A chiudere gli interventi ufficiali, prima di alcune osservazioni dei presenti, è stato l’emozionante ma sempre battagliero Giancarlo Albera, portavoce e animatore da oltre vent’anni delle istanze (e delle speranze) dei membri del Comitato Ex Centrale del latte e del quartiere San Bortolo, che ha ricordato che tutto è cominciato proprio dalla sala del CIM, teatro di ben nove assemblee a cui hanno partecipato nel tempo i diversi politici che si sono susseguiti alla guida della città e a cui venivano presentate proposte e riflessioni.

Albera è stato fondamentale nella redazione del libro, poiché, come memoria storica delle attività del Comitato ha potuto non solo fornire materiale da inserire nella ricostruzione ma anche raccontare aneddoti originali ed umani di una grande vicenda di partecipazione pubblica: “ma ora dobbiamo portare a termine l’impresa e il 9 marzo ci riuniremo in assemblea, la decima della nostra storia, alle 20.30 sempre al CIM, per fare il punto sulla situazione e per portare all’Amministrazione attuale le nostre proposte ed idee perché gli spazi vivano anche per chi a questo quartiere ha dato vita da sempre“.
Lo spazio dell’ex Centrale inizia ora ad essere finalmente pubblico, simbolo di una rigenerazione urbana e di una pacifica lotta che ha dato i suoi frutti. Se Centrale, questo il nome attuale degli spazi e dell’edificio di Via Medicil, attualmente aperta per le attività selezionate nel corso dell’open call “Attiva la Centrale, è in attesa dell’affidamento a un gestore con il bando che verrà pubblicato nella prossima primavera, questo libro, col suo tributo alla storia vuole anche essere, hanno dichiarato i suoi autori a margine della presentazione, uno strumento che i residenti potranno utilizzare per ricordare agli amministratori cittadini gli impegni presi e tradurli da tradurre ora in una formulazione e in una gestione coerente del bando.
La vicenda della Ex Centrale del latte può e deve anche essere un monito per i giovani cittadini di oggi affinché possano prendere esempio dall’amore verso il proprio quartiere di un Comitato di cittadini che si sono spesi e si spenderanno per la restituzione di un luogo alla cittadinanza.
È solo la partecipazione, ce lo provano Albera e i suoi “vicini” di quartiere, presenti oggi e che dal 9 marzo “alzeranno” ancora la loro voce, civilmente e per questo ancora più forte, che porta a decisioni rispettose dell’interesse pubblico.
Il voltarsi da un’altra parte non dà poi alcun diritto di lamentarsi.
“Noi conoscevamo questi cittadini – ci hanno detto alla fine gli autori -, li abbiamo conosciuti più a fondo scrivendo il libro ed incontrandoli anche oggi.
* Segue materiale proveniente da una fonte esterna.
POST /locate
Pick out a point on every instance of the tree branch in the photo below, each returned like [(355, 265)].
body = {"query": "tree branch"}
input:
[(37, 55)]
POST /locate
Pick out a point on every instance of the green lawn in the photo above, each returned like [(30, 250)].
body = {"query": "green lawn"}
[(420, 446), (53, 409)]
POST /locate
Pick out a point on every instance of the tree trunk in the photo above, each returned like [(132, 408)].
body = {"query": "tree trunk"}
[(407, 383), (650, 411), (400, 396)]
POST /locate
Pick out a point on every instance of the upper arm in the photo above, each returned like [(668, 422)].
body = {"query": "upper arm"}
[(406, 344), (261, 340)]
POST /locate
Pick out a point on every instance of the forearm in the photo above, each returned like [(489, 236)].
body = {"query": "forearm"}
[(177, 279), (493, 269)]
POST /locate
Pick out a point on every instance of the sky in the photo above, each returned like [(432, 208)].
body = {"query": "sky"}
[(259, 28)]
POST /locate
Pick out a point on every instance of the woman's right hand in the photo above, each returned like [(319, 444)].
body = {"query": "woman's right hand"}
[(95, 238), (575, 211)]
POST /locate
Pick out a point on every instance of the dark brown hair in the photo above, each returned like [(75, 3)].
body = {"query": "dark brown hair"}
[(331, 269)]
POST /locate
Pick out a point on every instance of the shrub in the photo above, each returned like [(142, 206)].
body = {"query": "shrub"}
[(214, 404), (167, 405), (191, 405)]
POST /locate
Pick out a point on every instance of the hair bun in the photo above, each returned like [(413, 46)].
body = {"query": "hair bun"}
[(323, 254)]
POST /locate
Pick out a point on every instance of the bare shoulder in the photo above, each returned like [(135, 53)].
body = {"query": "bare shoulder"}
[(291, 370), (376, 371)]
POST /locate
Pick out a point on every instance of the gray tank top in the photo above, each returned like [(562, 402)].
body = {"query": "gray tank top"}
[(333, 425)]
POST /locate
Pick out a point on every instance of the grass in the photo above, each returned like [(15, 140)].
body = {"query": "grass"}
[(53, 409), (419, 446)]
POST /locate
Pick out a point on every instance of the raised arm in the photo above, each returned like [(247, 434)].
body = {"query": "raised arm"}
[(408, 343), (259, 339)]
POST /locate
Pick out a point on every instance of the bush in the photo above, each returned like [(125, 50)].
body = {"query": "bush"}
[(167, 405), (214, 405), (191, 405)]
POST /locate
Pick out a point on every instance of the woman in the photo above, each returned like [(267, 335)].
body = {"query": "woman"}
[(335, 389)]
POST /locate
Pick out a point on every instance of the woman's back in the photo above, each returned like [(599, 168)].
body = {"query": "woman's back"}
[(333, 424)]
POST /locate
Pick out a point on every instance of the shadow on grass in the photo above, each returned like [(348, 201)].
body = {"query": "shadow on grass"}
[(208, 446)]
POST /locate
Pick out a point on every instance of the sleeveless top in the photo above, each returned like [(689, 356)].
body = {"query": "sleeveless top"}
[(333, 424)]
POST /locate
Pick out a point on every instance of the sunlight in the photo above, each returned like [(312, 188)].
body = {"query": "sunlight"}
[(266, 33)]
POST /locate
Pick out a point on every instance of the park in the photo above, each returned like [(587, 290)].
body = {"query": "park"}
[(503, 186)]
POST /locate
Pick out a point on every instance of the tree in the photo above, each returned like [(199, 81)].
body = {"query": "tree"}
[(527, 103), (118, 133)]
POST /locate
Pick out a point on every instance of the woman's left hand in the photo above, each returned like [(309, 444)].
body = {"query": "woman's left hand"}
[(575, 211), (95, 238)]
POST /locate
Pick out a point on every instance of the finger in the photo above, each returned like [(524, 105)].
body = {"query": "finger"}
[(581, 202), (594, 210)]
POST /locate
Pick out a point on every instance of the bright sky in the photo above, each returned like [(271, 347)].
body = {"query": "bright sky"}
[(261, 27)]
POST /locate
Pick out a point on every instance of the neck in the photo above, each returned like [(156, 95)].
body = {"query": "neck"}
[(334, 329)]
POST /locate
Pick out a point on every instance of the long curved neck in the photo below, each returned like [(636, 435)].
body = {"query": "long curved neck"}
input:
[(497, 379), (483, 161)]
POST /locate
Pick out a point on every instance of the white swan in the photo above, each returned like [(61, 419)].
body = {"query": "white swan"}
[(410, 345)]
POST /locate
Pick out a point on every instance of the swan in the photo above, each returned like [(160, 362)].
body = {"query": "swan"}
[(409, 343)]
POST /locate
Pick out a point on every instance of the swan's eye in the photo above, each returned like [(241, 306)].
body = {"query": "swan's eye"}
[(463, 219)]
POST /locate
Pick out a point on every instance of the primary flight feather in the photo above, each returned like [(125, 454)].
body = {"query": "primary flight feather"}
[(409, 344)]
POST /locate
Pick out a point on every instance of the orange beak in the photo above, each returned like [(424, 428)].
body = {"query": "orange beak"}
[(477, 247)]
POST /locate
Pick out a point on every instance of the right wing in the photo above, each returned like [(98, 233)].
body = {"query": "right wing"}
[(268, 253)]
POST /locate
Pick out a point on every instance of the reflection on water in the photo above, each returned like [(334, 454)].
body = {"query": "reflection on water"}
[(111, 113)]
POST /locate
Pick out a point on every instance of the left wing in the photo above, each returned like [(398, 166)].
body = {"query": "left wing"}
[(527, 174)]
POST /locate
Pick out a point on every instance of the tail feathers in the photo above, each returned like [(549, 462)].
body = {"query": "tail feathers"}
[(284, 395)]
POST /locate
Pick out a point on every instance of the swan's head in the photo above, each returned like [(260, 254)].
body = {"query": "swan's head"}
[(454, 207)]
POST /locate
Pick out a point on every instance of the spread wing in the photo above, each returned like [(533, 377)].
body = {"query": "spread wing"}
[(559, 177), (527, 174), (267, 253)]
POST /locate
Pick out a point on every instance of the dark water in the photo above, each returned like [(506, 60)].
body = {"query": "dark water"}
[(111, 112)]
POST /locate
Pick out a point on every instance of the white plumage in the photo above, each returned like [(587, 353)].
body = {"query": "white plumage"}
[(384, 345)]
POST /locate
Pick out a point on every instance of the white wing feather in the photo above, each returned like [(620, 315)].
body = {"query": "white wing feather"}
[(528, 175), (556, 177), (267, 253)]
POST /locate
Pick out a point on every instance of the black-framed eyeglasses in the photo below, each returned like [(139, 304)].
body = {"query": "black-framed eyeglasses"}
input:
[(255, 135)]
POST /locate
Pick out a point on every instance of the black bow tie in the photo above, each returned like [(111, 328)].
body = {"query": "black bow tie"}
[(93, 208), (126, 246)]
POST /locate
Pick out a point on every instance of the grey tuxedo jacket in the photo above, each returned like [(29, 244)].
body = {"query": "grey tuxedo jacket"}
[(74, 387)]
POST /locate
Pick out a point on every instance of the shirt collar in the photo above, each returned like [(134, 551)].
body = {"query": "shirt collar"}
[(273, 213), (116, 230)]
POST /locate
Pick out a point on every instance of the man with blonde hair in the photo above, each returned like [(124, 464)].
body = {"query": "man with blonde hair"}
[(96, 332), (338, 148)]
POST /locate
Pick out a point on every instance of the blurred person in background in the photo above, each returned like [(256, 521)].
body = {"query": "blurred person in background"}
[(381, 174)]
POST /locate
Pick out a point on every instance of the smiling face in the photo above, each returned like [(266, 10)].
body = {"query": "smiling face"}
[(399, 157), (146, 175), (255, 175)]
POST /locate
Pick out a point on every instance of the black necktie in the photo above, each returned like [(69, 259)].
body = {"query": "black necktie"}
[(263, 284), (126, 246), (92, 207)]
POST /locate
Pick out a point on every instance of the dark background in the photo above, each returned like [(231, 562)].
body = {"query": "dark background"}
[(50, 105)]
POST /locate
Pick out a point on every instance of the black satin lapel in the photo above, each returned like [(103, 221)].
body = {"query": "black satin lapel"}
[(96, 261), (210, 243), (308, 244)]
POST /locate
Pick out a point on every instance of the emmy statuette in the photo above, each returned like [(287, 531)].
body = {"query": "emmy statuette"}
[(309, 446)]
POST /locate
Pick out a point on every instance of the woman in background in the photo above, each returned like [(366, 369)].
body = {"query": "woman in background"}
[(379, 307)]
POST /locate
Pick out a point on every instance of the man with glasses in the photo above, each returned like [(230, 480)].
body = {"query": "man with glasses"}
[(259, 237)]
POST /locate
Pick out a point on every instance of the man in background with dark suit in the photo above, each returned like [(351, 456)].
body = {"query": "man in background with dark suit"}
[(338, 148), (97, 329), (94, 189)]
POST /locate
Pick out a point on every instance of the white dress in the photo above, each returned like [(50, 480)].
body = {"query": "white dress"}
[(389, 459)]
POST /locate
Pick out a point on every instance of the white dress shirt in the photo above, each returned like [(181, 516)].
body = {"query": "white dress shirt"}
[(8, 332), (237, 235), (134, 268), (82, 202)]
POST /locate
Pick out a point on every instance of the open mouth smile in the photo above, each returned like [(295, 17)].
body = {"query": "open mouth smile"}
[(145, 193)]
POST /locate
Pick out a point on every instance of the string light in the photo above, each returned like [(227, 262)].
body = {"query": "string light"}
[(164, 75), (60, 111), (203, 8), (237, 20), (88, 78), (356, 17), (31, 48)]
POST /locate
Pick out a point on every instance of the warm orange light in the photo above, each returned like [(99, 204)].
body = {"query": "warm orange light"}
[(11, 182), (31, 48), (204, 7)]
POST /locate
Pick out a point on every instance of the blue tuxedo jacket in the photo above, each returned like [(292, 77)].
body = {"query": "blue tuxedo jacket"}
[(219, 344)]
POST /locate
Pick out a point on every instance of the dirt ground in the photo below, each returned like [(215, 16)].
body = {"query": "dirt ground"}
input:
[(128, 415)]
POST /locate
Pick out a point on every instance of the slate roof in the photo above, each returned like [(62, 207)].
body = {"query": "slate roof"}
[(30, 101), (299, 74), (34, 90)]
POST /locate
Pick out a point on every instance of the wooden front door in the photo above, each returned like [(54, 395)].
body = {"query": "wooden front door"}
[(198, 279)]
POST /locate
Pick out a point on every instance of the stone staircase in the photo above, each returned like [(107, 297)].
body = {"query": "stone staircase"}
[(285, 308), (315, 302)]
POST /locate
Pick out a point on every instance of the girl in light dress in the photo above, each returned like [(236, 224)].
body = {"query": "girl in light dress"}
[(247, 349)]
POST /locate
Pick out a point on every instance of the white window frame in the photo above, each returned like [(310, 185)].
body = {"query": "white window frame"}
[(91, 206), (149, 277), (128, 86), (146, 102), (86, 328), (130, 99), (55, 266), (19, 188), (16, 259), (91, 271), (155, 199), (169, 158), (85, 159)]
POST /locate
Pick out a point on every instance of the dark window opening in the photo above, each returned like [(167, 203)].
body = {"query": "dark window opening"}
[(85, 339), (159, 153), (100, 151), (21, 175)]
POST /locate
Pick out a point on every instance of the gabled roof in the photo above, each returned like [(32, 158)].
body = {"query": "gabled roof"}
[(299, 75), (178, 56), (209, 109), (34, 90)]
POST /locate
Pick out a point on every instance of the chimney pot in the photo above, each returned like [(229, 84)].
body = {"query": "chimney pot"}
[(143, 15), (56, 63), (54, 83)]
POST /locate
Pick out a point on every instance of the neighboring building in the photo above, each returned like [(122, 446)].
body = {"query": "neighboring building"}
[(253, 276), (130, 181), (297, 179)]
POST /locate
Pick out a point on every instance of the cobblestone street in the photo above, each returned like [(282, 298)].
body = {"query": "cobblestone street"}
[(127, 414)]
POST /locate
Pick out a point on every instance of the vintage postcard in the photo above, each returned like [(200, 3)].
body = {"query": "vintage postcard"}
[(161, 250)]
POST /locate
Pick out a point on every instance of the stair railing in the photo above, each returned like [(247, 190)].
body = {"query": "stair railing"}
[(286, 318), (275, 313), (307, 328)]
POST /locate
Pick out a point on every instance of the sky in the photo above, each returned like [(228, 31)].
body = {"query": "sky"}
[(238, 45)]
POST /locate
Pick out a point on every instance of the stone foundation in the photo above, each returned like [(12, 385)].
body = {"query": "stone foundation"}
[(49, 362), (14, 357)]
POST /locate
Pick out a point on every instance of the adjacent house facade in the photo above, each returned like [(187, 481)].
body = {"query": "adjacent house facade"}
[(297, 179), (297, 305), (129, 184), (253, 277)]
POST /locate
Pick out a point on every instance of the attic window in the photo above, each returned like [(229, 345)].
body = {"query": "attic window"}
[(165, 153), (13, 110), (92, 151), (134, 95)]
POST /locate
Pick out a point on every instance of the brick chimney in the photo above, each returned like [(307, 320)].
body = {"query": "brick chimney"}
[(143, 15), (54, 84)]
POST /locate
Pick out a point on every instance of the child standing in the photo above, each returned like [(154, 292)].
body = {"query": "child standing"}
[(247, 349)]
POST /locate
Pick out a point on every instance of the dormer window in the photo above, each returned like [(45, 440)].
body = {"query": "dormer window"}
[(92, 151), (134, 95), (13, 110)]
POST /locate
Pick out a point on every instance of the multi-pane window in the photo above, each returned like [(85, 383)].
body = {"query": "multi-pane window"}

Sta ora agli amministratori pubblici continuare ad ascoltarli, nel rispetto delle reciproche competenze, ma peccato che la stampa “ufficiale” non abbia raccolto il nostro invito ad essere presente oggi. Noi, piccoli autori dell’editore L’altra stampa, avevamo e abbiamo lo scopo primario di avvicinare anche la stampa “normale” alla città della gente. Perché lontano dalla gente la stampa… muore”.